育て方は子供の人生を決めるのか

【育て方は子供の人生を決めるのか】
私たちを苦しめ、成長を抑制し、他者との人間関係を悪化させるものの一つに、「固定観念」があります。
これは、非常に強力で厄介な相手です。
例えば、SNS上の論争や炎上はどうして起きるでしょうか。
本来、話し合いや意見交換の目的は、相手の意見を尊重しながら、互いの知らない情報を提供し合い、より良い考えを導き出したり、互いが納得できる形を見出すことにあります。
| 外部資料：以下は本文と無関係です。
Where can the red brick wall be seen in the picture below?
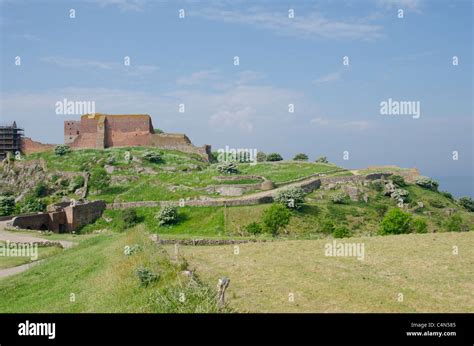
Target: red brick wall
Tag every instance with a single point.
(28, 146)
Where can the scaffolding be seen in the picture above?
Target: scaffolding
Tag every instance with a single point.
(10, 140)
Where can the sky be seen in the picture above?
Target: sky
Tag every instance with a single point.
(334, 61)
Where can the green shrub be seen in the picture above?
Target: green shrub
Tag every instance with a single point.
(400, 194)
(436, 203)
(146, 276)
(341, 232)
(152, 156)
(167, 215)
(447, 195)
(467, 203)
(427, 183)
(130, 218)
(61, 149)
(40, 190)
(275, 218)
(227, 168)
(338, 198)
(31, 204)
(395, 222)
(99, 179)
(76, 183)
(419, 225)
(322, 159)
(377, 185)
(398, 180)
(261, 156)
(327, 226)
(7, 205)
(253, 228)
(380, 209)
(300, 157)
(274, 157)
(455, 224)
(292, 197)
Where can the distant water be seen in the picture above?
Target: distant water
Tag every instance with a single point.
(457, 186)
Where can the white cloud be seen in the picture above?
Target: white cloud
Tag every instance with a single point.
(133, 70)
(310, 25)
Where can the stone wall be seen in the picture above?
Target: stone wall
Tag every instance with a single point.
(29, 146)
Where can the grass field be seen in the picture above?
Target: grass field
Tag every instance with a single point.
(103, 279)
(422, 267)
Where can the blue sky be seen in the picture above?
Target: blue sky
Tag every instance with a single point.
(282, 61)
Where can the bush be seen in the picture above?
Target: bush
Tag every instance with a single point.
(146, 276)
(32, 204)
(227, 168)
(292, 197)
(447, 195)
(300, 157)
(275, 218)
(378, 185)
(400, 194)
(130, 218)
(274, 157)
(61, 149)
(167, 215)
(341, 232)
(253, 228)
(427, 183)
(76, 183)
(152, 157)
(322, 159)
(436, 203)
(395, 222)
(327, 226)
(398, 180)
(7, 205)
(40, 190)
(455, 224)
(419, 225)
(380, 209)
(338, 198)
(261, 156)
(99, 179)
(467, 203)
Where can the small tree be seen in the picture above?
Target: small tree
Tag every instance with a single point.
(227, 168)
(167, 215)
(152, 157)
(99, 179)
(7, 205)
(130, 218)
(275, 218)
(61, 149)
(292, 197)
(395, 222)
(338, 198)
(261, 156)
(300, 157)
(274, 157)
(341, 232)
(419, 225)
(467, 203)
(31, 205)
(322, 159)
(427, 183)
しかし、現実はそうではなく、意見は対立し、相手を陥れることが目的となっているケースもあります。
なぜこんなことになってしまうのか。
その理由は、私たちが「自分の考えていることぐらい常識だ」「こういう状況ではこう考えるのが普通だ」という固定観念を持っているからです。
「私が正しくて、相手が間違っている」という固定観念から抜け出さない限り、私たちはより良い答えに辿り着くことも、相手と良い関係を築くこともできないのです。
時々、「自分はこういう育てられ方をしたからこうなった」と主張する人がいます。
これは、「幼少期の育てられ方で人格や人生が決まる」という固定観念です。
例えば、「私は虐待を受けて育ったから幸せにはなれないし、自分の子供へも虐待という接し方しかできない」というものです。
こんな連鎖はありません。
もしこれが真実だとしたら、私たちは今でも、1000年前の非科学的な儀式をやっているでしょう。
戦争こそが正義だと、国民が一致団結しているかもしれません。
現実は違います。
人と文化は変わってきましたし、世界は刻一刻と進化しているのです。
固定観念を完全に捨てることはできません。
それは自分を無くすということに等しいからです。
人は誰しも偏見を持っていますし、結局のところ、育ち方はその人の人生に大きな影響を与えます。
では、どんな心構えを持つことが大切なのでしょうか。
その答えは、「自分は固定観念を持っている」という自覚と、「人は変われる」という希望です。
これこそが、子供に対して寛容になり、他人を尊重する姿勢に繋がるのだと私は思います。